"Lo sguardo inquieto. Rovereto 1914-1918"

Un "diario" tra fotografie e opere d'arte a Palazzo Alberti Poja ricostruisce l'atmosfera della città di Rovereto negli anni della Grande Guerra.

treno dei feriti [ Museo civico Rovereto]

Allestita a Palazzo Alberti-Poja, la mostra Lo sguardo inquieto. Rovereto 1914-18  racconta la storia della città di Rovereto e dei suoi protagonisti, prima e durante la Grande Guerra, attraverso fotografie, opere d’arte e manufatti, alcuni inediti, provenienti dalle collezioni civiche della Fondazione Museo civico di Rovereto, del Museo storico italiano della Grande Guerra e da collezioni private. Puntando sul carattere interdisciplinare e trasversale, la mostra ricostruisce le atmosfere della città negli anni della Prima guerra mondiale in una sorta di diario realizzato con fotografie documentarie, oggetti, uniformi, ma anche opere d’arte di Carlo Fait, Roberto Marcello Iras Baldessari, Giorgio Wenter Marini, Luciano Baldessari, Giovanni Tiella, Piero Coelli, Carlo Cainelli, Gustavo Borzaga, Luigi Bonazza, Francesco Trentini, Fortunato Depero, Ferdinan Kruis, Hans Lietzmann, Oddone Tomasi, Giuseppe Balata, Gino Barbieri e Mario Sironi.

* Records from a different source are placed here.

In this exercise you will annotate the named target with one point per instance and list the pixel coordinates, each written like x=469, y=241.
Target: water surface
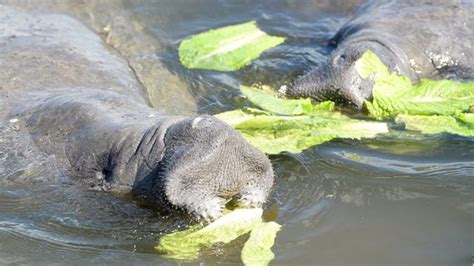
x=401, y=199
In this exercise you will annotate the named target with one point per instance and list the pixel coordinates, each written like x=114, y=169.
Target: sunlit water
x=401, y=199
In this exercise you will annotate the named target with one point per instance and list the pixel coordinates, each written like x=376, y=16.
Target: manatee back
x=435, y=38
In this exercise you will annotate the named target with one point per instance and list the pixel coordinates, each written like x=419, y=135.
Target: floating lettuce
x=393, y=94
x=431, y=106
x=185, y=245
x=460, y=125
x=226, y=49
x=257, y=250
x=294, y=125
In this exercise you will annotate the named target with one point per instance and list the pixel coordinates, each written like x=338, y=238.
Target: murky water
x=400, y=199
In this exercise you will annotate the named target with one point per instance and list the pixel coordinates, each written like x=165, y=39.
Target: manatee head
x=206, y=163
x=338, y=80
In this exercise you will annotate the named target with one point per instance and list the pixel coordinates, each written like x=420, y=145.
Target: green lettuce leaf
x=257, y=249
x=393, y=94
x=461, y=125
x=294, y=125
x=186, y=244
x=226, y=49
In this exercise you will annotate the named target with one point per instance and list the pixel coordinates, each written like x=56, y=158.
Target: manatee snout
x=206, y=163
x=336, y=80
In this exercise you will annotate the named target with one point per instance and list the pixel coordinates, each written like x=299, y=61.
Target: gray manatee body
x=80, y=102
x=420, y=39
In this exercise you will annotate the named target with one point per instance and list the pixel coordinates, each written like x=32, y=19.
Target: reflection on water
x=400, y=200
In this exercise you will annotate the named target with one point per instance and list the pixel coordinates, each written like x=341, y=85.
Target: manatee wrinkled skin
x=419, y=39
x=80, y=102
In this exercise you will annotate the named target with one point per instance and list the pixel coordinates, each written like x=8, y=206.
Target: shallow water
x=400, y=199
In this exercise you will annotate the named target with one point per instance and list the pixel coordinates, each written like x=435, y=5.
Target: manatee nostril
x=340, y=60
x=201, y=121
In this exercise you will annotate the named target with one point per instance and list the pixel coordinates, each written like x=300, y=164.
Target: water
x=400, y=199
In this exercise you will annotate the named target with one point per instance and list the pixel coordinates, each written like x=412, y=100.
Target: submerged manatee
x=80, y=102
x=419, y=39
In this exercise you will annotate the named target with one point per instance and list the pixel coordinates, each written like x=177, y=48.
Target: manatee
x=80, y=102
x=419, y=39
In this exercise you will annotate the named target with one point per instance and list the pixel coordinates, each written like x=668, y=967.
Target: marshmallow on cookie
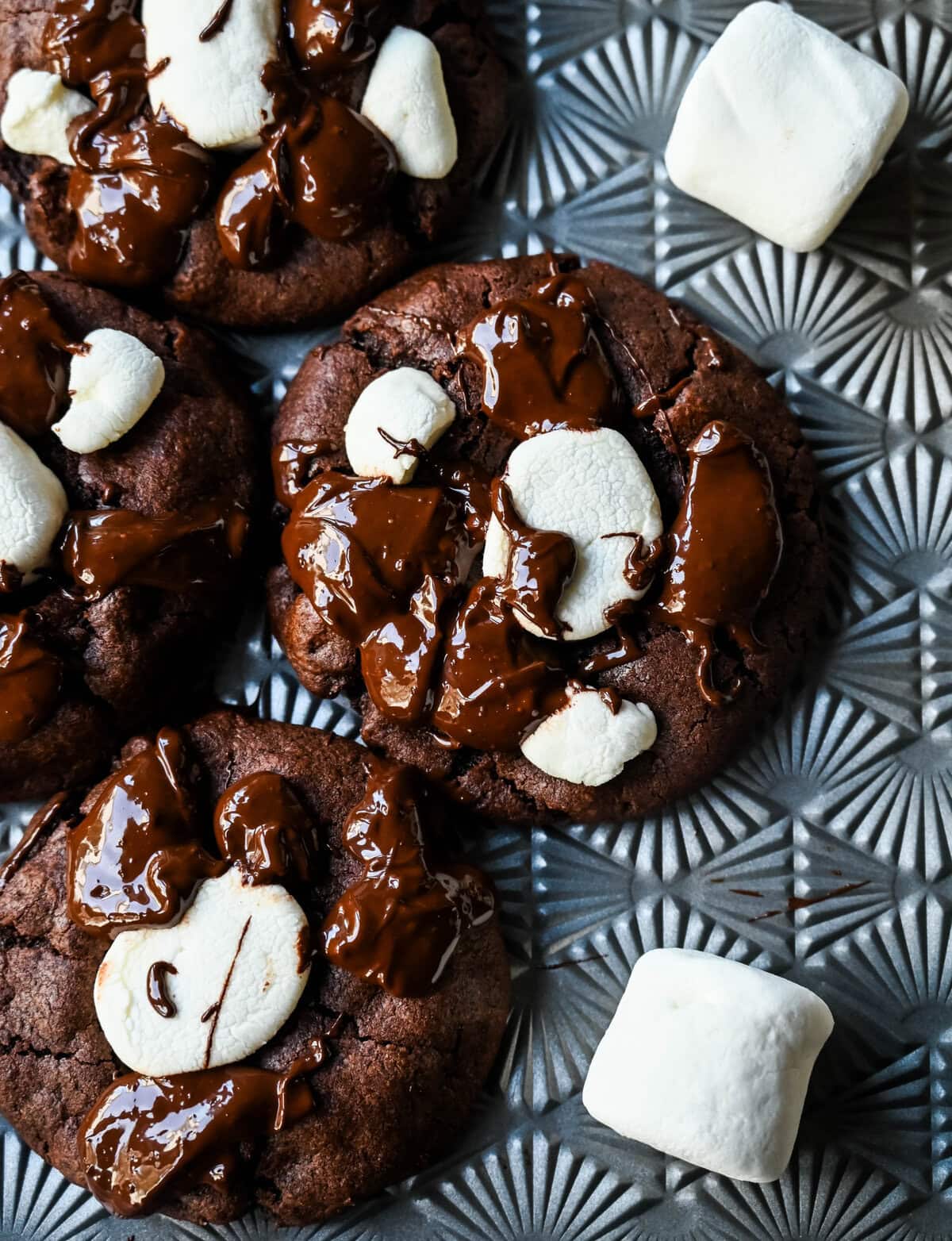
x=593, y=486
x=211, y=989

Il percorso si apre con il busto di Clementino Vannetti (1754-1795) per il monumento inaugurato nel 1908, opera giovanile di Carlo Fait e si sviluppa poi con una ricca documentazione fotografica di Rovereto alla vigilia della Grande Guerra, quando era un importante centro economico e culturale, con 12.000 abitanti, più di 900 case, caserme, ospedale, 70 industrie, alberghi e locali di divertimento, 9 scuole, banche, il Museo civico, la Biblioteca, l’Accademia degli Agiati e la Camera del Commercio.

Le fotografie, insieme alle belle uniformi, bandiere, armi, insegne bilingue, ci restituiscono l’immagine dell’apparato burocratico asburgico e l’atmosfera della società del tempo.

Inoltre gli abbozzi scolastici dei giovani allievi della Scuola reale elisabettina (che poi diventeranno noti artisti e architetti: Giovanni Tiella, Luciano Baldessari, Fortunato Depero, Umberto Maganzini, Carlo Cainelli e Giorgio Wenter), eseguiti prima della guerra, riflettono uno sguardo sereno, teso a rappresentare scorci della città e della natura.

Alla vigilia della Grande Guerra si attuò la diaspora. Dov’erano durante la guerra quei giovani roveretani? Cosa facevano? La mostra si sofferma proprio ad indagare l’operato di alcuni studenti usciti dalla Scuola reale elisabettina.

Carlo Cainelli, trasferitosi a Firenze per studiare all’Accademia, realizzò nel periodo della guerra alcune opere, esposte per la prima volta, che testimoniano uno sguardo inquieto e cupo, attraverso uno stile, affine a quello di Depero, che risente delle ricerche delle avanguardie. Uno sguardo inquieto, ma anche malinconico, quasi presago del terribile evento e della fine di un’epoca.

Allo scoppio della guerra tutti i roveretani lasciarono le proprie case, chi arruolato nell’esercito austriaco, chi volontario sul fronte italiano, chi trasferito nei campi profughi a Branau e Mittendorf, mentre a Katzenau erano confinati gli irredentisti.

Il percorso espositivo si configura sempre più come uno sguardo ravvicinato sulle testimonianze di chi vide la guerra da spettatore, di chi invece la visse, di chi morì al fronte, di chi documentò, di chi fu prigioniero, di chi s’impegnò per l’affermazione di ideali patriottici. Nei dipinti, nelle stampe propagandistiche, nelle fotografie, negli oggetti riaffiora così un universo costituito di ideali, di impegno, di patriottismo, di speranza, di dolore, di desolazione, di morte, ma anche di affermazione della cultura e dell’arte come strumenti di documentazione, di progettazione, di vita.